2) Why might a firm use a “local” capital structure at a particular subsidiary that differs substantially from its “global” capital structure?
Multinational companies are the companies that carry out international business, placing their units in different countries in order to get best service markets, increasing the efficiency and competitiveness and efficient access to resources and factors of production, reduce risk. The parent company, serving the organizational and economic center of the management of the MNC, invests in subordinate companies through the acquisition of holdings of their shares. Possession of a controlling stake provides parent company with the right to control the activities of subordinate companies. Methods and the degree of control can be different and depends on many factors, among which the form of relationships and dependencies of related companies from the parent one is important.

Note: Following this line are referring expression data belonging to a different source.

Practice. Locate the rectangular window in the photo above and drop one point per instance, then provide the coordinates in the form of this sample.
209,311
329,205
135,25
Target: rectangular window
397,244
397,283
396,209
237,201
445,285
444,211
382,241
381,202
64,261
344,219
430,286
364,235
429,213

A specific country’s features can lead to the condition that the MNC’s affiliation will use generally debt or generally equity, despite the fact that the MNC’s “global” capital structure is extra reasonable. For instance, in case the country’s stock market is under some pressure or face problems, the MNC could rather not to issue stock there, while a stationary derived market could make it complicated to position stock in that country. That’s why the affiliation could be invested generally with debt (including loans from local banks).
References:
Brigham, E. F. and Houston, J. F. (2011). Fundamentals of Financial Management. Concise 7th ed. Cengage Learning.
Keown, A. J., Martin, J. W., Petty, W. D. and Scott, D. F. (2001). Financial Management: Principles and Applications, 9th ed. New Jersey: Prentice Hall.
Madura, J. (2012). International financial management, 11th ed. Mason, OH: South-Western/Cengage Learning.